ROME CORRESPONDANT
Eluana Englaro va pouvoir mourir. La vie de cette femme âgée de 38 ans, entrée dans un coma végétatif le 18 janvier 1992 à la suite d’un accident de voiture, ne tient plus qu’à la sonde qui l’alimente et l’hydrate dans une institution hospitalière de Lecco (Lombardie). Après une procédure de près de dix ans, la Cour de cassation italienne a levé, jeudi 13 novembre, le dernier obstacle juridique à la volonté de son père, qui demandait l’arrêt de son alimentation artificielle.
« Il n’existe pas de droit de mourir, la vie est sacrée, a réagi, dans un entretien au quotidien La Stampa vendredi, Javier Lozano Barragan, président du Conseil pontifical pour la pastorale des services de la santé. Arrêter de donner à manger et à boire à Eluana revient à commettre un meurtre, cela signifie la laisser mourir de faim et de soif, la condamner à une fin monstrueuse. »

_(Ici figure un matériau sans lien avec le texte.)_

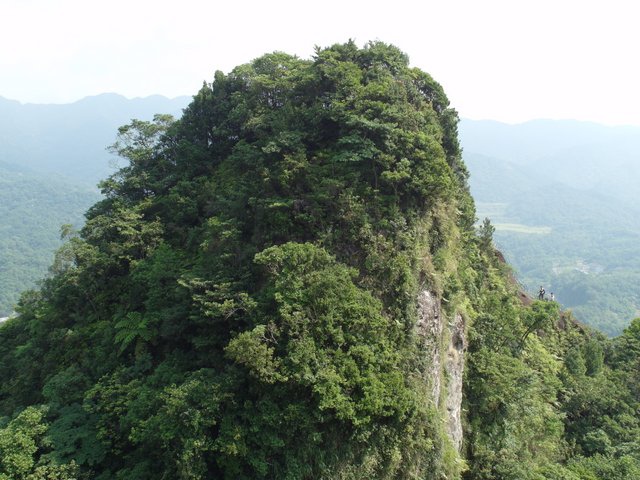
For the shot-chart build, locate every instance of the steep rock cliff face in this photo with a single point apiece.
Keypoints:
(444, 344)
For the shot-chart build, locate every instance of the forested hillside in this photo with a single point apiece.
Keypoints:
(33, 208)
(51, 159)
(285, 284)
(563, 199)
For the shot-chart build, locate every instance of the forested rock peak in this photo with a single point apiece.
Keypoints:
(282, 285)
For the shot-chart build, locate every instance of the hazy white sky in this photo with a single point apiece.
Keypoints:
(508, 60)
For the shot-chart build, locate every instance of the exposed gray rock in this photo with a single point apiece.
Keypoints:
(454, 367)
(448, 363)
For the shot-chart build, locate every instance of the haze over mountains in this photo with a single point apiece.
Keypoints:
(51, 159)
(562, 195)
(71, 139)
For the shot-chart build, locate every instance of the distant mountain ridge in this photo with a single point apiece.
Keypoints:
(563, 196)
(71, 139)
(51, 159)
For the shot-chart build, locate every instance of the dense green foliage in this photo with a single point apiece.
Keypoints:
(243, 303)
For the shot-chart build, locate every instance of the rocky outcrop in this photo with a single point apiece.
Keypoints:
(454, 368)
(444, 348)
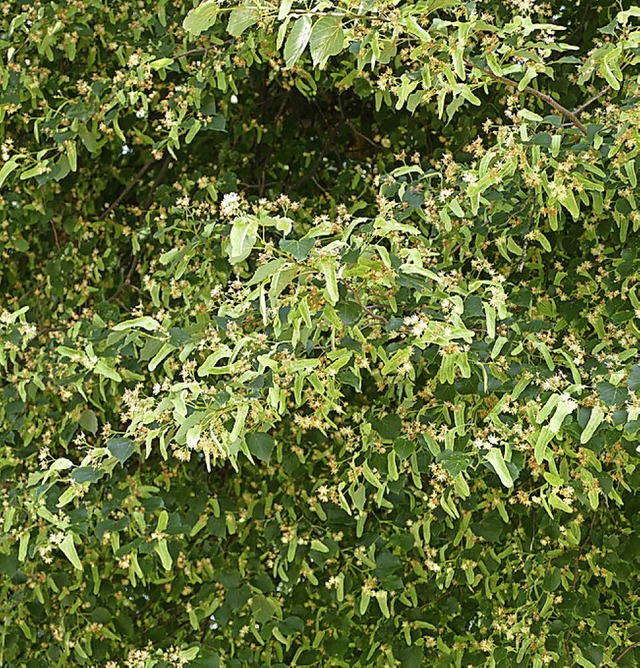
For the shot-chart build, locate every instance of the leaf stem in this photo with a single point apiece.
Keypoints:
(532, 91)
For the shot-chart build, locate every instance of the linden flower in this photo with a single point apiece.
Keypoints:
(230, 204)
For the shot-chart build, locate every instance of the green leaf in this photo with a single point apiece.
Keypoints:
(297, 41)
(260, 445)
(201, 18)
(101, 616)
(144, 322)
(121, 448)
(300, 249)
(389, 427)
(596, 417)
(86, 474)
(69, 549)
(349, 312)
(454, 462)
(328, 267)
(88, 421)
(243, 236)
(7, 168)
(104, 369)
(612, 395)
(495, 458)
(327, 39)
(162, 550)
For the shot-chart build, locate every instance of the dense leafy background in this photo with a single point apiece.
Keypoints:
(319, 333)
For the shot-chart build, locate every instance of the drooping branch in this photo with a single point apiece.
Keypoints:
(532, 91)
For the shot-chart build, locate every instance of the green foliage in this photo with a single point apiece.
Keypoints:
(319, 333)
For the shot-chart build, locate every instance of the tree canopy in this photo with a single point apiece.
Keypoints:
(319, 330)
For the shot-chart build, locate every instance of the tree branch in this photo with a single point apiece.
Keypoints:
(591, 100)
(141, 172)
(532, 91)
(626, 651)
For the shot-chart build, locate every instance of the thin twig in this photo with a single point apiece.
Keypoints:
(367, 309)
(141, 172)
(591, 100)
(192, 52)
(310, 173)
(532, 91)
(621, 656)
(55, 233)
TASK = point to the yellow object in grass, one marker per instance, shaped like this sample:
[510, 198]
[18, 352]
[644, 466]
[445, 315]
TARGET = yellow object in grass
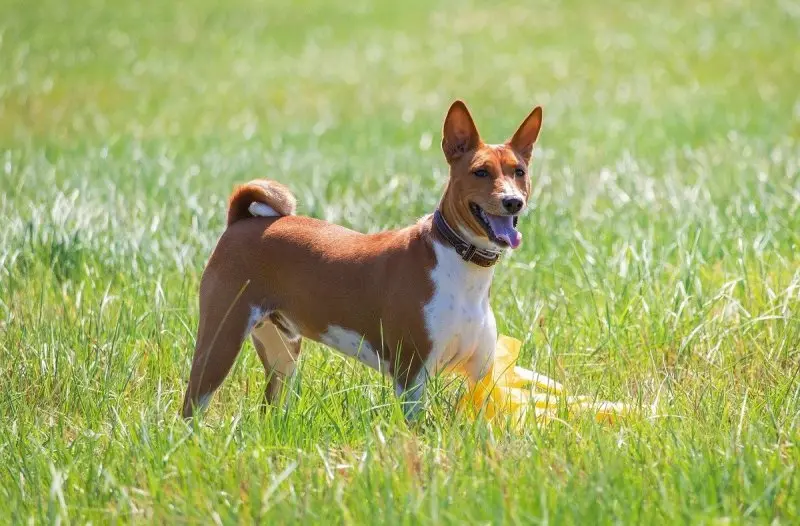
[510, 391]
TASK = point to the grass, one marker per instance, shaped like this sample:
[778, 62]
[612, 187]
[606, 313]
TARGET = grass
[661, 263]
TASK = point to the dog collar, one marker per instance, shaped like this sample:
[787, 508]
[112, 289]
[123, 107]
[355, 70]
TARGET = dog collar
[467, 251]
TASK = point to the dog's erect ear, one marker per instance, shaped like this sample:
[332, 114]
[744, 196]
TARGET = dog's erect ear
[526, 134]
[459, 134]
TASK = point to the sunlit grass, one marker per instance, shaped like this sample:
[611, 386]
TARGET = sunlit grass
[660, 265]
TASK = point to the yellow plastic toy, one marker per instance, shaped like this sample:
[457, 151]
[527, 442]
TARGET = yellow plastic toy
[509, 392]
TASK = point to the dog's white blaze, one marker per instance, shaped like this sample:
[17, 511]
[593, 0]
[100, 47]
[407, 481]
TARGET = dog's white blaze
[458, 318]
[353, 344]
[262, 210]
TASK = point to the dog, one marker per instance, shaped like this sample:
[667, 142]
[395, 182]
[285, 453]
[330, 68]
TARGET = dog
[410, 303]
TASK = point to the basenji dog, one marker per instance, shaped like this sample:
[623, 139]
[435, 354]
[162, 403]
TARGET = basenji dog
[410, 303]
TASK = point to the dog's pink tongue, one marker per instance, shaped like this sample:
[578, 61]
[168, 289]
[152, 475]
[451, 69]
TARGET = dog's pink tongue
[503, 227]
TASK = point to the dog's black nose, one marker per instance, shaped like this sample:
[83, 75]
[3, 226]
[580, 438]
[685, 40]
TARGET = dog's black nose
[512, 204]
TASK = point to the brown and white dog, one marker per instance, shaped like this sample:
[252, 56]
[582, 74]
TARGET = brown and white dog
[410, 302]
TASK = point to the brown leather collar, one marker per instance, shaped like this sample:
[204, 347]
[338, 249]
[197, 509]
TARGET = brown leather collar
[467, 251]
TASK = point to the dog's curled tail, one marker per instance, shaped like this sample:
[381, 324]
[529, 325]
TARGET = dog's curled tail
[260, 198]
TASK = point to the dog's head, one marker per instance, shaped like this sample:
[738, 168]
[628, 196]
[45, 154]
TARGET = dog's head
[489, 183]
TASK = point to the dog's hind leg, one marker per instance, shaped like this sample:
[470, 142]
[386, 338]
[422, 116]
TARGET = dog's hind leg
[222, 330]
[278, 347]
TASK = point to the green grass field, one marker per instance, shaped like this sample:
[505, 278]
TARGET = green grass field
[661, 262]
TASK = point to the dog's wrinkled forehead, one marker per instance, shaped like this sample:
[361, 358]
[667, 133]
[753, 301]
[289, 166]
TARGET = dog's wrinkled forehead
[498, 155]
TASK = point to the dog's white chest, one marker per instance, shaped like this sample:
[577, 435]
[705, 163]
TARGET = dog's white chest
[458, 317]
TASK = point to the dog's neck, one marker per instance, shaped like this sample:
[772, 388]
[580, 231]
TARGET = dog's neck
[464, 246]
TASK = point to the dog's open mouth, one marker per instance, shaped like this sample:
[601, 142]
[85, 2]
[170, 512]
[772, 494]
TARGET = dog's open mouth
[500, 229]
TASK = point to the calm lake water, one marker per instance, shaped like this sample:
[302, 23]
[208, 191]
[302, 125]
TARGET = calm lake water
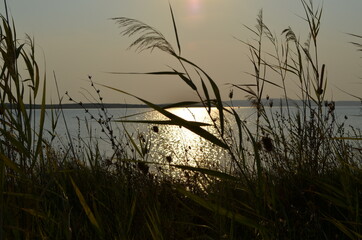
[164, 142]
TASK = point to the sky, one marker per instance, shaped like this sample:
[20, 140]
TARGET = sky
[78, 38]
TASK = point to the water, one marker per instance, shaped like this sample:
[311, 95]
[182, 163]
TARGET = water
[163, 142]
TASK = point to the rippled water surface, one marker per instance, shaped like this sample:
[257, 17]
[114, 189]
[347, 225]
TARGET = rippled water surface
[166, 143]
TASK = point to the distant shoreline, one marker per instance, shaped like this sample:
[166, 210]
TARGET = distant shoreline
[236, 103]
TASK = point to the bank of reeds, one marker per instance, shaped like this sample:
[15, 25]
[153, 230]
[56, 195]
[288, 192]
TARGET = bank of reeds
[296, 176]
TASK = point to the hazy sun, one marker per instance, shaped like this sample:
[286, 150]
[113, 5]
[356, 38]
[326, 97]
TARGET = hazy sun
[194, 6]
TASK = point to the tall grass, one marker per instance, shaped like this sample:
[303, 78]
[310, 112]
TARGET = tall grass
[297, 175]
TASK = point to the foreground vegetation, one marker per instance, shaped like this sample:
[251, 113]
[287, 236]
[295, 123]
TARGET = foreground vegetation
[296, 176]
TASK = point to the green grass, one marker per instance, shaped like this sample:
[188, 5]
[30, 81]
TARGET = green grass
[297, 176]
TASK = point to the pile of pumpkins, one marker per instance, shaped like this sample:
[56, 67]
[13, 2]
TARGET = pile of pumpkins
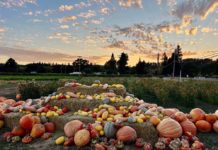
[30, 127]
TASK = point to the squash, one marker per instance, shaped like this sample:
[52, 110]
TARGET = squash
[27, 139]
[126, 134]
[18, 131]
[72, 127]
[60, 140]
[154, 120]
[37, 120]
[215, 126]
[189, 126]
[197, 114]
[169, 128]
[49, 127]
[82, 138]
[109, 129]
[211, 118]
[37, 130]
[27, 122]
[203, 126]
[180, 116]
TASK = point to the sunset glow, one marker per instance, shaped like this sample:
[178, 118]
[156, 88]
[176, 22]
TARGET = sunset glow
[58, 31]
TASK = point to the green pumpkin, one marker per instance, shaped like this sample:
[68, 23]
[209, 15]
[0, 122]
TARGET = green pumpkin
[109, 130]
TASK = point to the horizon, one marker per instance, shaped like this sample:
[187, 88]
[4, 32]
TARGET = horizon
[59, 31]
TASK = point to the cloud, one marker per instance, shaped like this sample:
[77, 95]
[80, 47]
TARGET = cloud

Pour l’église catholique italienne, cet arrêt de la Cour de cassation est un échec. Le Vatican et la Conférence épiscopale italienne (CEI) avaient pesé de tout leur poids pour l’empêcher, expliquant que l’alimentation forcée ne relève pas de « l’acharnement thérapeutique », rappelant sans relâche la doctrine de l’Eglise et le commandement « Tu ne tueras point ». Ce message a été amplement relayé par des personnalités politiques du centre-droit, empêchant un débat dépassionné sur cette question.
« IRRÉVERSIBLE »
La décision de la haute cour met fin à un parcours juridique commencé en janvier 1999, à la suite de la demande du père d’Eluana, Beppino, d’interrompre l’alimentation pour sa fille. Après l’avis négatif du tribunal de Lecco cette même année, la cour d’appel de Milan devait se prononcer à sept reprises contre cette requête, avant de finir par admettre, en juillet 2008, que « l’état végétatif permanent d’Eluana est irréversible ».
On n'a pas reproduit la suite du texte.